Personas, are nowadays, everywhere. But how do you go about creating one?
What is a Persona?
Persona is a set of descriptive information to help guide decision-makers in building products for your intended user based on user needs, motivations, and pain points. It is a document created after synthesizing qualitative user research, typically conductive via user interviews or ethnographic studies (e.g., user observations, video recordings, diary analysis, etc.).
What isn’t a Persona?
Personas can often be confused with marketing segmentation or user archetypes. This is because there is no agreed upon definition for each term, how each should be created, and when they should be used.
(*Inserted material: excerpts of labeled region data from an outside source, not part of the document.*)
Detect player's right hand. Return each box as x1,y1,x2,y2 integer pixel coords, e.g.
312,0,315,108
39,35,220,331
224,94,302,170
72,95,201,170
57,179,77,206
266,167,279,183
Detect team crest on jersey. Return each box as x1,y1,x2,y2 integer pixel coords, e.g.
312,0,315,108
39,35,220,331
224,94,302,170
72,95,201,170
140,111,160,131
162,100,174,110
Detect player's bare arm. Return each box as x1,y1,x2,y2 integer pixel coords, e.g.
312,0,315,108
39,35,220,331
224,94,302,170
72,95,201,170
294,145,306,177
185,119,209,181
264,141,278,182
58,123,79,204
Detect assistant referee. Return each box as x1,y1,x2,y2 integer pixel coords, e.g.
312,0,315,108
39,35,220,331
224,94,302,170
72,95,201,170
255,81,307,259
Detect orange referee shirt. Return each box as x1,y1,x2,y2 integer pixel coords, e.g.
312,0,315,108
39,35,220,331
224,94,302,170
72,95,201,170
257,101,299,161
Marketing segmentation. Marketing segmentation is to identify buyers of your product, primarily based on quantitative research. Let’s take a B2B enterprise software product as an example. The market segmentation may identify target buyers as telecommunications companies with revenues between $10-20 MM, who are contemplating system migrations. However, this information doesn’t address the user needs (workers within telecommunication companies) to help guide product development decision-making.
Brand/marketing or user archetypes. User archetype helps identify underlying psychological traits common across a group of individuals for branding or inspirational product differentiation (e.g., non-functional differentiation). An example below describes the underlying reasons behind why a type of user does what he/she does.
User Archetype Example
How to create a Persona based on user interviews?
Collect data via interviews. See “Conducting "customer interviews" to find your first customers for your envisioned product”
Review data and determine how many personas you want to create. I recommend starting with 3 and designate one of your persona as your primary user.
Fill out Persona. See Persona Sample Template
Principles when creating a Persona
Information presented must be supported by facts, not just guesses, assumptions, or wishes.
While personas are often presented visually, don’t get caught in being pretty for the sake of beauty.
For biographic info, it’s better to use either an actual user you’ve interviewed that best represents the persons rather than an amalgamated biography from several users.
If you have to “make something up” , note it.